La Terrasse

"La culture est une résistance à la distraction" Pasolini

Théâtre - Entretien

Retrouver la fierté d’être humain

Retrouver la fierté d’être humain - Critique sortie Théâtre Strasbourg Théâtre National de Strasbourg
Julie Brochen Crédit photo : Franck Beloncle

Théâtre national de Strasbourg / Liquidation /
D’après Kertesz / Adaptation et mes Julie Brochen

Publié le 25 octobre 2013 - N° 214

D’un roman à l’autre, l’écrivain hongrois Irme Kertész continue de creuser la réflexion sur l’après-Auschwitz et construit une œuvre singulière, entre témoignage et fiction, essai et récit. Avec Liquidation, publié en 2004, le Prix Nobel de littérature réaffirme la contamination profonde des valeurs fondamentales de l’Occident par la Shoah mais aussi la nécessité de la littérature et de la culture.
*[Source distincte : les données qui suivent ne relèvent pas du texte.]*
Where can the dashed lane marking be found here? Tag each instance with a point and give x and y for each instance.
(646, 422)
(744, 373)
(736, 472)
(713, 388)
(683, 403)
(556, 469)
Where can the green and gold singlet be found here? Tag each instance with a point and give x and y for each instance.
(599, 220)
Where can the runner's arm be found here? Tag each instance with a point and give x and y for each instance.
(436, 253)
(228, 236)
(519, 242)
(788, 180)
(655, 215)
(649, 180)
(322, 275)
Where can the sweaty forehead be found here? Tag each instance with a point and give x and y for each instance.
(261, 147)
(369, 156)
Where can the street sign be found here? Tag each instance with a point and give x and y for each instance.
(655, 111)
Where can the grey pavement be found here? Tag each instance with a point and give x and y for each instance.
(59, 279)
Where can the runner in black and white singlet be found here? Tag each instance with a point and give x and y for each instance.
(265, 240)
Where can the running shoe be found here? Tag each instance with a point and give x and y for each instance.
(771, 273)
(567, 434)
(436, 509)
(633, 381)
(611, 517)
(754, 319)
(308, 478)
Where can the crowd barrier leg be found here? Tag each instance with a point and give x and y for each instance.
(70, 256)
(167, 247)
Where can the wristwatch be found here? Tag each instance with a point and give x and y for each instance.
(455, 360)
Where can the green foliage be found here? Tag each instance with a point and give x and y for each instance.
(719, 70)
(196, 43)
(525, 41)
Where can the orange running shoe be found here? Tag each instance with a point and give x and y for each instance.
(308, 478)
Julie Brochen, metteure en scène et directrice du Théâtre national de Strasbourg, le porte à la scène.

« Kertész parle de la nécessité de mettre l’art et la culture au centre de la vie. »
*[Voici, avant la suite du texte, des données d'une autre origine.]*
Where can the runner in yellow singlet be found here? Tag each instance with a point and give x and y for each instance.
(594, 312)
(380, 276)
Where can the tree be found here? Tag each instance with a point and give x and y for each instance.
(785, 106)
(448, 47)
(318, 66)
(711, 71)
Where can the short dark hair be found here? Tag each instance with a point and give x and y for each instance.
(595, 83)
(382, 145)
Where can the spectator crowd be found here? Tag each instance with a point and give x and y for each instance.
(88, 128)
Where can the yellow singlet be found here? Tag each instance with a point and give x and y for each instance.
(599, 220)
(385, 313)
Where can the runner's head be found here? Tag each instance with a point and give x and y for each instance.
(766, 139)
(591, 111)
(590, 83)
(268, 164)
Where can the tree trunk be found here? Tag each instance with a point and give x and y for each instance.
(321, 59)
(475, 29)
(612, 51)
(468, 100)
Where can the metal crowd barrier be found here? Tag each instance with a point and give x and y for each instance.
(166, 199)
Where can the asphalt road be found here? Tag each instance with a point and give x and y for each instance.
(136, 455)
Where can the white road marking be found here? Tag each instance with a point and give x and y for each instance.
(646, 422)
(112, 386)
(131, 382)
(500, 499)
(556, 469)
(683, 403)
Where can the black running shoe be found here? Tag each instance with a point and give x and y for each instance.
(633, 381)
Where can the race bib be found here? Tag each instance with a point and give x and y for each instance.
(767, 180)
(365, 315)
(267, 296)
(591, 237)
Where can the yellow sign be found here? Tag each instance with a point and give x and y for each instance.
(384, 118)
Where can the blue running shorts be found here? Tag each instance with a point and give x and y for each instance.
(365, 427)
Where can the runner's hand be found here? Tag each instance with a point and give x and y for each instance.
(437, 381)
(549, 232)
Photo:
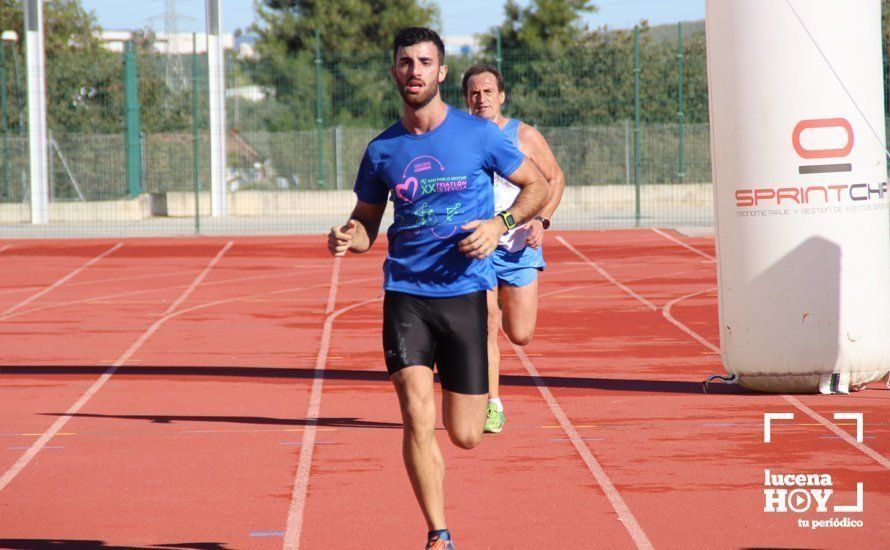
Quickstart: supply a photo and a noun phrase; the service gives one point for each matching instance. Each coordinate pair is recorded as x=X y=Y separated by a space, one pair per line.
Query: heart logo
x=403 y=189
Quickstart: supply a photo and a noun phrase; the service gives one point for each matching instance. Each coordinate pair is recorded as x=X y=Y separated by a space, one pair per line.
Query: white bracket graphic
x=768 y=418
x=852 y=416
x=857 y=507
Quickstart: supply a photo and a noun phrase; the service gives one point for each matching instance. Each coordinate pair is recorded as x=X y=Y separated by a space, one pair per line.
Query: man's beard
x=418 y=101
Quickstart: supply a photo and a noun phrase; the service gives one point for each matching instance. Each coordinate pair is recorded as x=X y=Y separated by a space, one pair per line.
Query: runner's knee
x=521 y=336
x=465 y=437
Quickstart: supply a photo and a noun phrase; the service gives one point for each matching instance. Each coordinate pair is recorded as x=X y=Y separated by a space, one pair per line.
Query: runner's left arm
x=532 y=196
x=533 y=144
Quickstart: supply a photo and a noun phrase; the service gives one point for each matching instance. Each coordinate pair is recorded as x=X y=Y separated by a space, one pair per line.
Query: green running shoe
x=494 y=421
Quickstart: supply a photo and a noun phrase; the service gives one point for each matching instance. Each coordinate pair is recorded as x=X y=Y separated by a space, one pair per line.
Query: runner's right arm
x=359 y=232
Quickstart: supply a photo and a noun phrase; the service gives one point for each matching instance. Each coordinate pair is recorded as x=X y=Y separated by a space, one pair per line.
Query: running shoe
x=440 y=542
x=494 y=421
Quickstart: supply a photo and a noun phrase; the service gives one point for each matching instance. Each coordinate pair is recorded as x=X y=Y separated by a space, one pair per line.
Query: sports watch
x=508 y=219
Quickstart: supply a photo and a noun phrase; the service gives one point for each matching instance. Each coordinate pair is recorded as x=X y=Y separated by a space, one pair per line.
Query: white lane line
x=154 y=290
x=605 y=274
x=687 y=246
x=301 y=479
x=41 y=442
x=666 y=313
x=868 y=451
x=58 y=283
x=624 y=514
x=176 y=303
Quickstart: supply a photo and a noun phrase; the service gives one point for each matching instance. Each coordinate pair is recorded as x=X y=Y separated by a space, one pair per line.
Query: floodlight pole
x=37 y=112
x=217 y=100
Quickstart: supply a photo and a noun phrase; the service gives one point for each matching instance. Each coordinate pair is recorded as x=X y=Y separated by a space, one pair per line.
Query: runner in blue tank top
x=519 y=256
x=435 y=165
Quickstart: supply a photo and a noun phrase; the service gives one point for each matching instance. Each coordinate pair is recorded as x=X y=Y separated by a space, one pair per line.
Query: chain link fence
x=297 y=128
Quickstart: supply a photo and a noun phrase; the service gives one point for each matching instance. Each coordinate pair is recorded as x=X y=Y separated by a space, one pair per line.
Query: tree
x=356 y=38
x=83 y=80
x=543 y=24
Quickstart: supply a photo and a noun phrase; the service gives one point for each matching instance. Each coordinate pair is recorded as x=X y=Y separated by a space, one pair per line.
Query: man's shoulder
x=384 y=139
x=463 y=118
x=530 y=138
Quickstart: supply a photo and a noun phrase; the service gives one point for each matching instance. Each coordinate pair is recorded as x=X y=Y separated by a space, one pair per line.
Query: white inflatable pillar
x=802 y=217
x=217 y=99
x=37 y=143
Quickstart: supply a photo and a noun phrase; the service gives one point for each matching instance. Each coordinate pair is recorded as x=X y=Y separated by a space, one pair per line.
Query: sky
x=459 y=17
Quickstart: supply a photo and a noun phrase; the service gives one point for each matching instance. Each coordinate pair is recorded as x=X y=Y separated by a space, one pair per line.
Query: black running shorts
x=450 y=333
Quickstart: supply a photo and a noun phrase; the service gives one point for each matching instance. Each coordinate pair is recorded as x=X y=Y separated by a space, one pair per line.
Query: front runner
x=436 y=166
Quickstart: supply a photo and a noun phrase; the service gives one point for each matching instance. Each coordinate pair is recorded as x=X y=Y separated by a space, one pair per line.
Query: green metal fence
x=627 y=120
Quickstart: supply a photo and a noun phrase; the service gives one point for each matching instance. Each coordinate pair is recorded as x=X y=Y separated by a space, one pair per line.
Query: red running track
x=215 y=393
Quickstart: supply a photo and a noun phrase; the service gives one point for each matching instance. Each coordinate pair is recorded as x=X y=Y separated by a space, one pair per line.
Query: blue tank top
x=437 y=181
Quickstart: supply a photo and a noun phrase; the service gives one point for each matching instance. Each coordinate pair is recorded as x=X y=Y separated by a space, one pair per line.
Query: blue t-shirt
x=437 y=182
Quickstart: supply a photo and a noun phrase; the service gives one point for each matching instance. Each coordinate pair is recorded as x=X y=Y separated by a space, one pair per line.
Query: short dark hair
x=409 y=36
x=479 y=69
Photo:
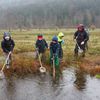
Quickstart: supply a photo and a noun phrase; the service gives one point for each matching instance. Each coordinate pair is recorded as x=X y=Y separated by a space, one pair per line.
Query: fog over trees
x=48 y=13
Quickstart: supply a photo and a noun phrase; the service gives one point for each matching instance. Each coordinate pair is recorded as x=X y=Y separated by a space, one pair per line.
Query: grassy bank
x=25 y=42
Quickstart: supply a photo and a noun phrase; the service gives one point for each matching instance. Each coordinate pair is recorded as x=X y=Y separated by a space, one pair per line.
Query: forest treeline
x=49 y=13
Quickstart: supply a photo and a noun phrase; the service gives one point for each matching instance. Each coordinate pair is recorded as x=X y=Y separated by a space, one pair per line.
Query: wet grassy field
x=25 y=43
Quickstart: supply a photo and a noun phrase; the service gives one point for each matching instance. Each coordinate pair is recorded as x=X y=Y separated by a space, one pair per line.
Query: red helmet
x=80 y=27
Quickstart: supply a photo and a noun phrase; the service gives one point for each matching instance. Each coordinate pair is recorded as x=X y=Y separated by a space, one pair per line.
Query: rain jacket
x=41 y=45
x=7 y=45
x=60 y=42
x=54 y=51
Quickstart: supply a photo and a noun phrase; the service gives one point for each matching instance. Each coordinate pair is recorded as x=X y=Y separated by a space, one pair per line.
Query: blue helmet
x=55 y=39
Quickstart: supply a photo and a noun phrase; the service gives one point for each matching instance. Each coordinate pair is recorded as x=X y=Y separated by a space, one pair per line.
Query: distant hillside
x=48 y=13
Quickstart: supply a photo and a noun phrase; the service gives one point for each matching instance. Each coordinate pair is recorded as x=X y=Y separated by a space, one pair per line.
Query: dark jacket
x=7 y=46
x=81 y=36
x=41 y=45
x=54 y=48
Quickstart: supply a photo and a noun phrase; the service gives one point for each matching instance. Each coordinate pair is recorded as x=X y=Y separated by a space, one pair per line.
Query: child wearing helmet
x=81 y=37
x=54 y=51
x=61 y=41
x=41 y=46
x=7 y=45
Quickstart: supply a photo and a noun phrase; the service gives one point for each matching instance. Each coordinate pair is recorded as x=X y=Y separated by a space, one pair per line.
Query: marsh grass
x=25 y=42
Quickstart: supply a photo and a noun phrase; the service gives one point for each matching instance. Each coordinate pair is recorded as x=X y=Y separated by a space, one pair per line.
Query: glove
x=37 y=49
x=82 y=42
x=63 y=42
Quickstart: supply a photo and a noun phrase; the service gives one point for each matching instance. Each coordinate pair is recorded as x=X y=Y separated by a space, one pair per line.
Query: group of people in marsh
x=56 y=52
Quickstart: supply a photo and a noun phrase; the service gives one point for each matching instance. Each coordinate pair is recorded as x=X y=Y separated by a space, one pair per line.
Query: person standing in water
x=60 y=41
x=7 y=45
Quel chemin vous a mené à ce roman ?

Julie Brochen : J’ai véritablement découvert son œuvre en 2002, après avoir assisté à une conférence où il disait que la valeur de l’humanisme avait brûlé avec l’holocauste. Ses propos m’avaient jetée dans une profonde réflexion car, sans cette valeur fondamentale, comment vivre, comment être, en soi et ensemble ? Je m’étais alors plongée dans ses écrits, qui se déploient comme une constellation autour non pas de ce qu’il a vécu à Auschwitz puis Buchenwald, mais de ce que cela a mis en travail en lui. Récemment, j’ai relu Liquidation. Le livre m’est littéralement tombé dessus en chutant (par hasard ?) de ma bibliothèque, à un moment où sans doute j’éprouvais le besoin de retrouver ce qui fait l’essentiel d’une vie, de ma vie. A la lecture, j’ai ressenti une déflagration lumineuse car il parle de la nécessité de mettre l’art et la culture au centre de la vie, de retrouver en nous cette fierté d’être humain. Le théâtre est ma façon de donner vie à un monde impossible à contenir en soi. Je suis actrice et metteure en scène, et donc « parle » à travers la parole des auteurs qui sont mon lien au monde.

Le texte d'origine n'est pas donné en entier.